For too many of the 43 million Americans with medical debt, the reporting of these debts is often based on wrong or outdated information. NerdWallet found rampant overcharges in hospital billing. In New York State, an Attorney General settlement with credit bureaus instituted a waiting period of 180 days before the reporting of medical debt and improved the documentation and dispute process.
What is the answer? NJ lawmakers are still wrestling with solutions to surprise medical bills, and some of the provisions of proposed legislation include:
- Holding consumers responsible for the same costs they would have had if the provider had been in-network.
- Requiring doctors and insurance companies to give advance notice if they are no longer in an insurance network.
- Guaranteeing that consumers will not be on the hook for higher costs when no other suitable in-network choice is available.
- Requiring posting of hospitals’ standard charges for the services they provide, and the list of doctors and contact information for those employed by or who have a contract with the hospital.
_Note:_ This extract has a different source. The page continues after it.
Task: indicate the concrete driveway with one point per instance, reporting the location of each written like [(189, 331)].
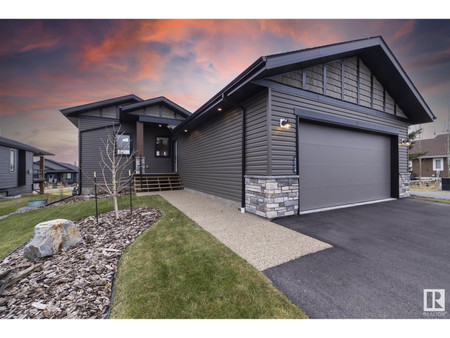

Hospitals could also simply reform their billing practices, and delay reporting or selling debt and attempt to work out payment plans with consumers.
Whatever the source of debt, consumers are up against a system stacked in favor of collection agencies and credit bureau practices. A 2013 study by the National Consumer Law Center (NCLC) reviewed state laws protecting debtors and their families from serious debt collection abuses. New Jersey was one of six states to receive the second-lowest overall score, a “D-.”
Because debt collection agencies often buy up old debt that can be riddled with errors and without the consumers’ knowledge, some states have enacted reforms. Some reforms including setting limits on selling debt older than seven years (similar to the Fair Credit Reporting Act); requiring debt collectors to provide consumers notice of the debt, and itemized records, charges and fees and requiring admissible evidence of the debt. It’s time for NJ to review its own protections for consumers from abuses within this billion-dollar industry.